RKI Sajikan SIRA di Kota Bengawan, Kenalkan 4 Puak Danau Toba

Rumah Karya Indonesia (RKI) menggelar pertunjukan SIRA di Teater Besar Institut Seni Indonesia (ISI) Surakarta, Rabu malam (14/6/2023). Pada kesempatan ini, RKI ingin mengenalkan empat puak di Danau Toba. Lewat musik tradisi dan film dokumenter.

RKI Sajikan SIRA di Kota Bengawan, Kenalkan 4 Puak Danau Toba
image

RADARSOLO.COM – Rumah Karya Indonesia (RKI) menggelar pertunjukan SIRA di Teater Besar Institut Seni Indonesia (ISI) Surakarta, Rabu malam (14/6/2023). Pada kesempatan ini, RKI ingin mengenalkan empat puak di Danau Toba. Lewat musik tradisi dan film dokumenter.

Lampu penerangan teater diredupkan malam itu. Sontak seluruh mata tertuju ke atas panggung, yang sudah terdapat sejumlah alat musik. Tak lama, para seniman naik ke atas panggung. Dibarengi dengan tayangan film dari layar besar di sisi belakang panggung.

Pertunjukan ini bertajuk SIRA. Dalam bahasa Sumatera Utara, diartikan sebagai garam. Namun dalam agenda ini, SIRA dimaknai sebagai “Sinergi Rasa”. Artinya sebagai idiom yang penguatkan peran identitas puak (penggolongan), di delapan kabupaten yang mengelilingi Danau Toba.

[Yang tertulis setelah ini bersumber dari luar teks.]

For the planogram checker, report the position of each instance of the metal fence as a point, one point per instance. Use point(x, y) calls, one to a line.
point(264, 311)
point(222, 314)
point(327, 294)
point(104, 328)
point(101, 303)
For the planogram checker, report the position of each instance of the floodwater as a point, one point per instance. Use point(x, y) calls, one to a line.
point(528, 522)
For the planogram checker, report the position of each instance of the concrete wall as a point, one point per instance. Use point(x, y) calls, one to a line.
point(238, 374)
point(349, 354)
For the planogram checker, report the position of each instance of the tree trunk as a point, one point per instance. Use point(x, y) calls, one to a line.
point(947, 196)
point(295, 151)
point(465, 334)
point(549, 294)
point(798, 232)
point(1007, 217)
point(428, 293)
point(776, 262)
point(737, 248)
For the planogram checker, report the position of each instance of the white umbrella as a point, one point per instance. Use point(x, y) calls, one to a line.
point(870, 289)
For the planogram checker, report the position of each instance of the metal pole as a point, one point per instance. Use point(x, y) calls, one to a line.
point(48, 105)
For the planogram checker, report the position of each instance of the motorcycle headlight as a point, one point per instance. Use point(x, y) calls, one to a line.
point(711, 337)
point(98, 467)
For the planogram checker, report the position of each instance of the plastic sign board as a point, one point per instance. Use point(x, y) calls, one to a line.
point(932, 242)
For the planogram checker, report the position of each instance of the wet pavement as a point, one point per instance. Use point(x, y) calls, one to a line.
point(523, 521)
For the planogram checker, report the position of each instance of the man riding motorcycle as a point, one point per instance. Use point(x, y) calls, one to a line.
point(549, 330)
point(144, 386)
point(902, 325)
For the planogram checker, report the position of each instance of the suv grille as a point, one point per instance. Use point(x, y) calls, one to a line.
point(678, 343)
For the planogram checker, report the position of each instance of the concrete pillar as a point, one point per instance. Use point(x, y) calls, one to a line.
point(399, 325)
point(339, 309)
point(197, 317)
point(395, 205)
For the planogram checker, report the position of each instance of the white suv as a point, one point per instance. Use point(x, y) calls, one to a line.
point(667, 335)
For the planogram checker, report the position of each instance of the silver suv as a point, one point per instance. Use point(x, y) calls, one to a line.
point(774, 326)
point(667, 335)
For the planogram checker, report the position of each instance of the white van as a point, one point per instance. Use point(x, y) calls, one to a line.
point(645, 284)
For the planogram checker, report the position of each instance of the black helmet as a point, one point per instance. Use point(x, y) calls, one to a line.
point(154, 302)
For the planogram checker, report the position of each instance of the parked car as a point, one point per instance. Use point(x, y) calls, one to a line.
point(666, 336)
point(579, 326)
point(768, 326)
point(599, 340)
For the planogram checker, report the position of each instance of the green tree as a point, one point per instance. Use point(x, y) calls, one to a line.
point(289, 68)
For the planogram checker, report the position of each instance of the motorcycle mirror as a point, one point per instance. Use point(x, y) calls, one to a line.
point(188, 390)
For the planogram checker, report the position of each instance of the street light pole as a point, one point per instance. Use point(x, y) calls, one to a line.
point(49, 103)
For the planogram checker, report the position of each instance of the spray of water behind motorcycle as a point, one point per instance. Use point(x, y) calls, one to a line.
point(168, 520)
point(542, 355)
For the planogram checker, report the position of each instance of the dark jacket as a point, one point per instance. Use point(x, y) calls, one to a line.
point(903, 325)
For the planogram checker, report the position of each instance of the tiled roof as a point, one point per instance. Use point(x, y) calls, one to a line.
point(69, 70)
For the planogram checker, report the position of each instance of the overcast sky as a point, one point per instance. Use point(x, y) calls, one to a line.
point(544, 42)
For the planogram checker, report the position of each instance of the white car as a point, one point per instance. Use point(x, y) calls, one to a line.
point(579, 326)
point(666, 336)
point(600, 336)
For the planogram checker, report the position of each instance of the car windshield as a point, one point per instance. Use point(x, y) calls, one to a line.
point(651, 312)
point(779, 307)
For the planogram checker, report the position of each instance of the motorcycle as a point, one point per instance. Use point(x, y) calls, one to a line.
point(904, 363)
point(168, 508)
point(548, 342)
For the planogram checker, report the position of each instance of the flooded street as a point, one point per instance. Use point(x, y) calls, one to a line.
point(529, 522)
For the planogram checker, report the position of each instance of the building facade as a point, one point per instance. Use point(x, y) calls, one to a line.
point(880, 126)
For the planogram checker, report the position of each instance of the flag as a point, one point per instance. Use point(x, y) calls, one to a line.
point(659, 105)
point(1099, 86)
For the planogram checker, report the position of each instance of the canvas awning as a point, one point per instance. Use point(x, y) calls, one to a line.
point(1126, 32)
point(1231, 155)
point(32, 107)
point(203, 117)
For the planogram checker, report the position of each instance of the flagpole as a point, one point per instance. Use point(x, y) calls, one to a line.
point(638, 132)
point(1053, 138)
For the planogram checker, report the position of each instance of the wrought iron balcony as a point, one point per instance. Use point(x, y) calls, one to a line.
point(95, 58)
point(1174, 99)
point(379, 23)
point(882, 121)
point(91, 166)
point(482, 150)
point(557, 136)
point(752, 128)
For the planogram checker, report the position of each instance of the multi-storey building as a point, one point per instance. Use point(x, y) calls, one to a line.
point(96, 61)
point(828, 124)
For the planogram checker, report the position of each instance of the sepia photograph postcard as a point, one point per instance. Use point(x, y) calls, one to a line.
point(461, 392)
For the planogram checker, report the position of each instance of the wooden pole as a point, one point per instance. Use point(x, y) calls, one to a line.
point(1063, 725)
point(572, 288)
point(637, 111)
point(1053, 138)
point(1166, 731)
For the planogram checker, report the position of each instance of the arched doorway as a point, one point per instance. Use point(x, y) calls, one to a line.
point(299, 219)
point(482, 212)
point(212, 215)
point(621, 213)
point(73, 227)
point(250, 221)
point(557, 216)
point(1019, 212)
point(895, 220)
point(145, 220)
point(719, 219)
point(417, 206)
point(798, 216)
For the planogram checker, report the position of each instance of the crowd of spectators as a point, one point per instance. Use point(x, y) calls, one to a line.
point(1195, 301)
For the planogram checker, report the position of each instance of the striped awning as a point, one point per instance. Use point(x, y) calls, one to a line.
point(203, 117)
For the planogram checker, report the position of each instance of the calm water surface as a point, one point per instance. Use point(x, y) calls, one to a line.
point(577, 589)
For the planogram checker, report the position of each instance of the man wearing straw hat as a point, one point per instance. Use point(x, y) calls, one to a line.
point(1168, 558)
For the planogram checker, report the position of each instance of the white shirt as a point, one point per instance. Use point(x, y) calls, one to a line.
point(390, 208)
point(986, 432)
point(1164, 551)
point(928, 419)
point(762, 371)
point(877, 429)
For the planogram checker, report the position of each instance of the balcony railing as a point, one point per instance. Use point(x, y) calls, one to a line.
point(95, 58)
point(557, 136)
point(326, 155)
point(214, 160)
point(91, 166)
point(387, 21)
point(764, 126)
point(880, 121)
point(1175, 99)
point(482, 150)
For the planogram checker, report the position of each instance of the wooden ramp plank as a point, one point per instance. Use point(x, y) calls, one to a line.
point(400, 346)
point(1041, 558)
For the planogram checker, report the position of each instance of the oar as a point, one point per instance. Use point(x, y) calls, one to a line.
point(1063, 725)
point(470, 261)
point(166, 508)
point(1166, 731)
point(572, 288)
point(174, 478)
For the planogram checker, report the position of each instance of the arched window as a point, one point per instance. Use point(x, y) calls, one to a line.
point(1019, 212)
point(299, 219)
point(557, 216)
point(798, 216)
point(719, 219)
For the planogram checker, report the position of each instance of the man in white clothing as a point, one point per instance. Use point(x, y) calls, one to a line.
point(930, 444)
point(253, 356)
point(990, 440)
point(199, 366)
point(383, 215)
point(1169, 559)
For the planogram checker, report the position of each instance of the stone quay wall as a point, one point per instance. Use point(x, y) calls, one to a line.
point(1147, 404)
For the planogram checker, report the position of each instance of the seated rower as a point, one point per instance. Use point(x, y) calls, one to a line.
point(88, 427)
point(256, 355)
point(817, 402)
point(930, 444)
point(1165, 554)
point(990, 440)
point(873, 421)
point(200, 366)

“Awalnya perjalanan SIRA ini rangkaian Lake Toba Traditional Music Festival. Tahun ini tahun ketiga. Jadi di tahun pertama, kami buat forum namanya Etamargondang,” kata Public Relationship RKI Sagitarius Marbun di sela acara.

Dulu Etamargondang itu, lanjut Sagitarius, merupakan pencipta musik tradisional repertoar yang dimainkan anak muda dan orang tua antargenerasi. Mereka memainkan empat musik tradisional dari empat puak.

“Empat puak yang ada di Danau Toba, adalah Toba, Simalungun, Karo, dan Pakpak. Berangkat dari situ, kami ingin Danau Toba dikenal oleh masyarakat di Indonesia secara luas. Jadi kami merencanakan tur ini,” imbuhnya.

Sementara itu, musik yang disajikan merupakan garapan empat komposer. Masing-masing mewakili menguasai empat puak itu. Mereka adalah Tria Simbolon dari Puak Toba dengan judul Sitolu Sada. Sintong Pasaribu dari puak Pakpak dengan judul Perbobah. Hiskia Anri Puba dari Puak Simalungun dengan judul Dinggur. Serta Brevin Tarigan dari puak Karo dengan judul Ningkah.

Dalam pertunjukan ini, juga ditampilkan film-film dokumenter. Mengangkat ritual dan tradisi yang berjalan di empat puak tersebut. Film dokumenter ini diproduksi RKI Docs, dengan sutradara Ori Semloko. Karya-karya tersebut berjudul Huda-Huda dari Simalungun, Sipaha Lima dari Toba, Penusur Sira dari Karo, dan Mameree Cinta Lao dari Pakpak.

“Kalau filmnya itu waktunya jauh sebelum ide untuk tur ini dilaksanakan. Jadi film dokumenter itu kan ada yang berisi ritual di empat puak. Jadi ada yang digarap dua tahun lalu adan yang satu tahun lalu. Jadi waktunya tidak bisa direncanakan. Harus menyesuaikan ritual itu,” ujarnya.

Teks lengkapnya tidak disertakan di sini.